The indications for a treatment in clinical guidelines typically focus on the characteristics of the patient. However, provider factors (center's volume; operator's experience) could also influence the outcomes to a treatment, especially when the treatment is an invasive intervention. RCTs give the outcomes for an invasive procedure averaged over many centers and operators. The indication classification in clinical guidelines may thus not be reflective of the likely clinical outcome if a patient receives the treatment from a particular provider. High volume centers and operators tend to produce better outcomes than low volume centers and operators, even on frail and challenging patients. Providers’ experience and confidence in their ability to execute an invasive procedure successfully is likely to influence and even determine their willingness to offer the treatment to patients [13]. Providers may exist in competition rather than collaboration and hence are reluctant to cross-refer even if that would be in the patients’ best interests. Doctors have the duty to inform patients of these caveats about invasive treatments when discussing management options. Clinical guidelines typically do not include provider factors in the indications for a treatment.

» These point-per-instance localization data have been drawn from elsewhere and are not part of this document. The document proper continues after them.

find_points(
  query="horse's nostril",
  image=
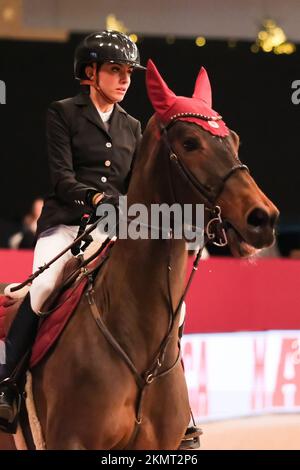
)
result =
(258, 218)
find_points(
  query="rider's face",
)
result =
(114, 80)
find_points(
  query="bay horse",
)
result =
(88, 395)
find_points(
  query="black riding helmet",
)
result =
(105, 46)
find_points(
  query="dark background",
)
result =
(251, 91)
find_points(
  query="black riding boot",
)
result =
(18, 341)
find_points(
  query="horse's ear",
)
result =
(202, 89)
(160, 95)
(235, 139)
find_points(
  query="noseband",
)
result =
(209, 194)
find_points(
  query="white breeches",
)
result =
(49, 244)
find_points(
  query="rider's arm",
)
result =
(66, 187)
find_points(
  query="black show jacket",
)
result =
(84, 156)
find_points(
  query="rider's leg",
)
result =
(23, 329)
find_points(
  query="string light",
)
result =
(114, 24)
(134, 37)
(200, 41)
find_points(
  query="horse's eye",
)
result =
(190, 144)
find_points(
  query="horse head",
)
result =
(203, 165)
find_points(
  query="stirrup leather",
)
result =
(191, 439)
(11, 403)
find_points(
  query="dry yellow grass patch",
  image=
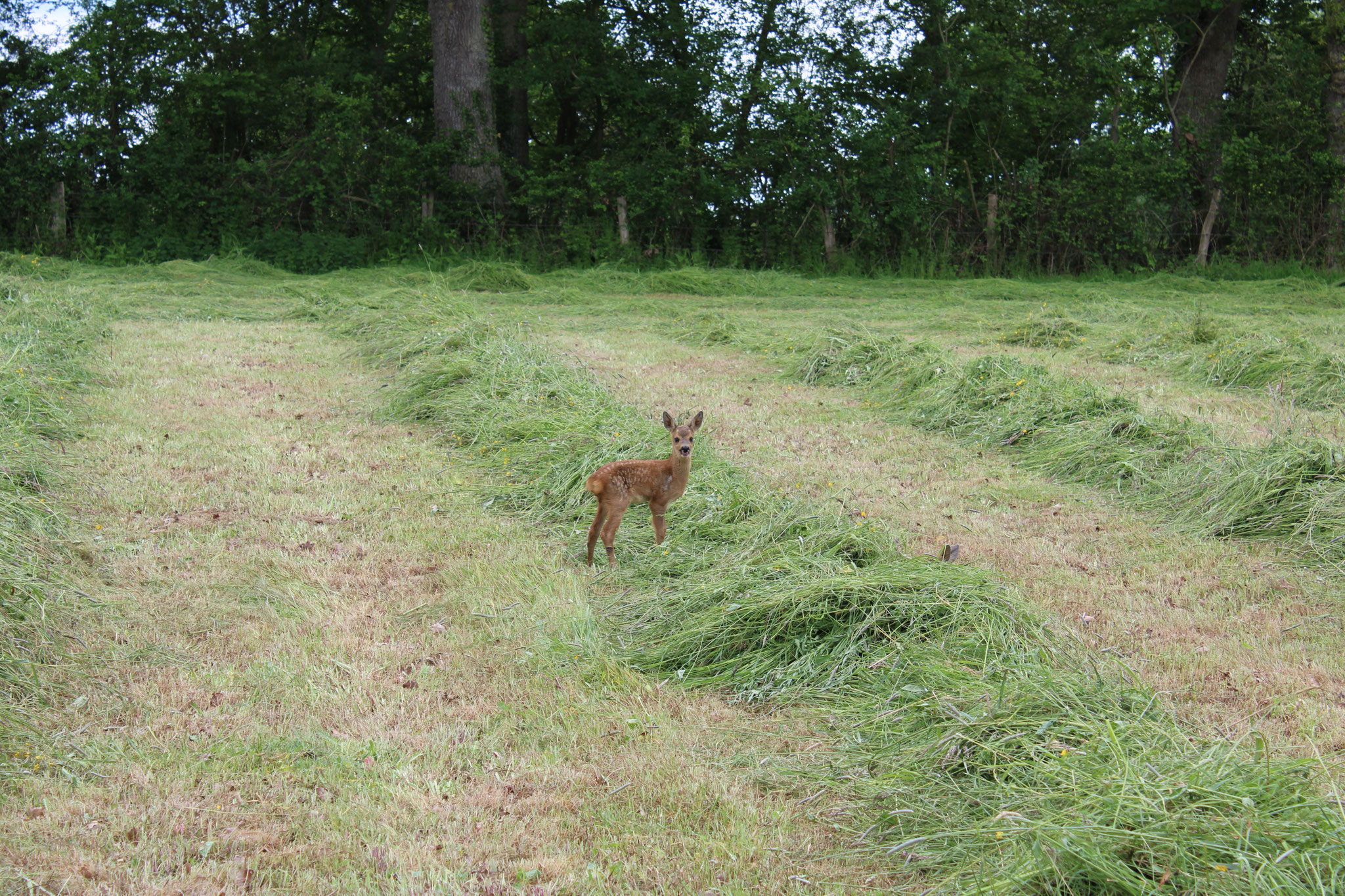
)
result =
(319, 668)
(1237, 636)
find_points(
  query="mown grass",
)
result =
(986, 753)
(1206, 352)
(45, 340)
(1290, 489)
(313, 671)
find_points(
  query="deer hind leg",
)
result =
(661, 524)
(609, 534)
(596, 528)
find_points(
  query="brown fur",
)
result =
(621, 484)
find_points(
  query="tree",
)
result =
(1334, 104)
(463, 104)
(509, 23)
(1208, 39)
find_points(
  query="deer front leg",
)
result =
(596, 528)
(609, 534)
(661, 524)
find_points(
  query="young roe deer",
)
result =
(621, 484)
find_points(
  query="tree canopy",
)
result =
(923, 136)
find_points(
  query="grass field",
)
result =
(320, 558)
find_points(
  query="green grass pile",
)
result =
(45, 336)
(487, 277)
(984, 752)
(1292, 489)
(1292, 370)
(1044, 332)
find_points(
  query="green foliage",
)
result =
(1292, 489)
(986, 753)
(1048, 332)
(45, 336)
(1202, 352)
(738, 137)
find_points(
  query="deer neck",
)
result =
(681, 468)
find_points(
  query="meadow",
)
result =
(315, 617)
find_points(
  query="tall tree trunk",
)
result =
(992, 213)
(509, 19)
(623, 227)
(1334, 15)
(1199, 105)
(463, 89)
(58, 215)
(753, 92)
(829, 236)
(1207, 228)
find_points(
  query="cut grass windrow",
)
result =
(43, 337)
(1293, 370)
(984, 752)
(1290, 489)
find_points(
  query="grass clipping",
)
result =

Clinical guidelines are not legally binding. While they would be taken into consideration, compliance with and deviation from guidelines would not automatically result in exoneration or punishment by the court [14, 15]. The legal system operates its own standards for determining medical negligence and malpractice. Doctors could and need to exercise judgement in their use of guidelines.

All tools have their proper uses but could produce unintended results if misused. Guidelines are clinical decision support tools to help clinicians improve the outcomes for patients through “better” decisions. However, if a good outcome is the ultimate goal, the decision leading to it cannot be judged on its own without taking into account its execution. A “sound” decision could be ruined by “botched” implementation; a “unsound” decision could be salvaged by “masterful” execution. Rule compliance is a mean to the end (a good clinical outcome) and should not become the end itself. What the patient cares about is the outcome and not the process. Narrow interpretation and rigid application of clinical guidelines without taking into account the many caveats expounded above is a misuse that could disadvantage and even harm patients.

The authors declare no conflicts of interest.